I hate to throw cold water on such a good idea, but the $5,000.00 gross
income limit is not a proposed part of the rules. It is already codified
in the OFPA and therefore I believe excempt from the RFA rules.
In this particular point, the USDA has no choice but to follow the law
(OFPA), although I personally don't think they were unhappy about that point.
The only way I know of to increase the gross income allowed in the
definition of a small operator (farmer or handler) is to convince your
Congress Critter to change the law.
At 09:59 4/26/98 -0700, sal wrote:
>>Date: Sun, 26 Apr 1998 08:18:00 -0700
>>From: "S. Moore" <email@example.com>
>>To: "BIODYNAMIC MAIL LIST (E-mail)" <firstname.lastname@example.org>,
>> "Lawrence London (E-mail)" <email@example.com>,
>>Subject: USDA Regulatory Flexibility Analysis
>>X-Mailer: Microsoft Outlook 8.5, Build 4.71.2173.0
>>In the uproar over the absurdity of USDA's proposed rules I have heard or
>>seen very little about the Regulatory Flexibility Act analysis contained
>>therein.
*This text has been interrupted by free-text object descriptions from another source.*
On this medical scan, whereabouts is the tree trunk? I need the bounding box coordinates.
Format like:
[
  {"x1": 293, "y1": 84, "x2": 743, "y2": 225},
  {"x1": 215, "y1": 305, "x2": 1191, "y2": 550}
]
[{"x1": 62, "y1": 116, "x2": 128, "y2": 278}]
I believe this could provide a legal pathway for virtually all
>>organic growers to seek relief from the insanity that USDA seeks to visit
>>upon us. The RFA, as amended in 1996, provides that a small business which
>>is adversely affected by agency action is entitled to judicial review of
>>agency compliance with certain aspects of RFA. The agency is required to
>>prepare an analysis of the economic impact on small entities of its
>>regulatory action. All of this appears to me to be a possible legal path to
>>overcome one of the worst features of OFPA, mandatory certification.
>>However, as with all other aspects of the rule making process, these issues
>>probably need to be raised during the public comment period. The comments
>>on RFA, which I am submitting personally and on behalf of the BD
>>Association, are presented below. I urge other concerned parties to also
>>submit comments to USDA on this issue.